O envelope estava em suas mãos.

O nome de Ana Beatriz Almeida estava escrito na frente.

Aquela letra.

Aquele jeito delicado de formar cada palavra.

Era impossível esquecer.

Durante três anos, Daniel tentou guardar todas as lembranças da esposa em um lugar seguro dentro do coração.

Ele guardou fotos.

Guardou roupas.

Guardou pequenos objetos.

Mas nunca imaginou encontrar uma parte de Ana escondida dentro da mochila do próprio filho.

Com cuidado, ele abriu a carta.

O papel estava amarelado pelo tempo.

Mas a escrita continuava perfeita.

Ele começou a ler.

"Meu querido Miguel."

Daniel sentiu a garganta apertar.

A carta não era para ele.

Era para o filho.

"Se um dia você estiver lendo isso, talvez eu não esteja mais ao seu lado para segurar sua mão. Mas quero que você nunca esqueça uma coisa: o maior presente que uma pessoa pode oferecer ao mundo é o amor que ela escolhe dividir."

Daniel precisou parar.

As palavras pareciam sair da própria voz de Ana.

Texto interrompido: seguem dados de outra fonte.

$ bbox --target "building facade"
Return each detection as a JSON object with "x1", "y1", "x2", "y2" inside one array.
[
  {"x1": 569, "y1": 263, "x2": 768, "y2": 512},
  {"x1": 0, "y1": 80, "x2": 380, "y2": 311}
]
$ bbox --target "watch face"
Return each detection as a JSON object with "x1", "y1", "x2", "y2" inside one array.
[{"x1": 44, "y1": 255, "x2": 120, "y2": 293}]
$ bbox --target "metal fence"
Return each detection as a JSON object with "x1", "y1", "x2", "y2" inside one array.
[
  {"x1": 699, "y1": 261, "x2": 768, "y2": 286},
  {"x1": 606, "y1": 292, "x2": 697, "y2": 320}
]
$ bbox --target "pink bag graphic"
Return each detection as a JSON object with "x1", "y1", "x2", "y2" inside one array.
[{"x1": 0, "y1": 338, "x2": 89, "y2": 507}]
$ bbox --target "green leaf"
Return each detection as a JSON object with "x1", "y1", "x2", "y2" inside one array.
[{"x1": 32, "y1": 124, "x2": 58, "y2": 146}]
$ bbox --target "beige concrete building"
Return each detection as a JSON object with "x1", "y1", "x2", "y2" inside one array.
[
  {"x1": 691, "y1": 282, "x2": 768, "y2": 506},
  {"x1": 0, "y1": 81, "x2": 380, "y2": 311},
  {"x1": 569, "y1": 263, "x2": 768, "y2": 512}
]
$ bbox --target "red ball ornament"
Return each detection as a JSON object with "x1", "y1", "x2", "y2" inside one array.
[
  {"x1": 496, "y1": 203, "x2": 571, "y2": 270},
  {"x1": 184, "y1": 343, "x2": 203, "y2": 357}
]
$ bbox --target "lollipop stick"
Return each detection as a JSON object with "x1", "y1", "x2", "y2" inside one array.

A mesma voz que ele ouvia todas as noites antes de dormir.

A mesma voz que costumava cantar para Miguel quando ele era pequeno.

Ele continuou.

"Meu filho, algumas pessoas passam pela vida procurando maneiras de ficar mais ricas. Outras passam procurando maneiras de deixar o mundo um pouco melhor. Nunca tenha vergonha de escolher o segundo caminho."

Daniel fechou os olhos.

Uma lágrima caiu sobre o papel.

Porque naquele momento ele percebeu.

Miguel não tinha aprendido aquilo sozinho.

Ele tinha aprendido com Ana.

A mulher que ele amava.

A mulher que ele perdeu.

A mulher que ele achava que conhecia completamente.

Mas talvez não conhecesse.

Daniel virou a página.

E então encontrou uma frase que fez seu coração parar.

"Daniel, um dia nosso filho vai entender que ajudar alguém é uma forma de amor."

Ele leu novamente.

Depois outra vez.

Aquelas palavras pareciam ter sido escritas para aquele momento.

Porque era exatamente isso que Miguel estava fazendo.

Ajudando uma criança desconhecida.

Dividindo o próprio alimento.

Guardando moedas.

Carregando uma preocupação que não era dele.

Daniel sentou na cama do filho.

A carta tremia em suas mãos.

Durante semanas ele acreditou que Miguel estava se afastando.

Acreditou que o menino escondia algo errado.

Acreditou que estava falhando como pai porque não conseguia controlar o comportamento do próprio filho.

Mas a verdade era outra.

Miguel estava apenas seguindo os ensinamentos da mãe.

E Daniel quase destruiu aquilo por não conseguir enxergar.

Naquela noite, ele ficou horas lendo a carta.

Cada linha revelava uma parte de Ana que ele nunca tinha visto.

Ela falava sobre pessoas que precisavam de ajuda.

Falava sobre crianças que passavam fome.

Falava sobre mães que escondiam lágrimas para proteger os filhos.

Daniel sentiu um arrepio.

Porque tudo aquilo parecia exatamente a história de Lívia e Isabela.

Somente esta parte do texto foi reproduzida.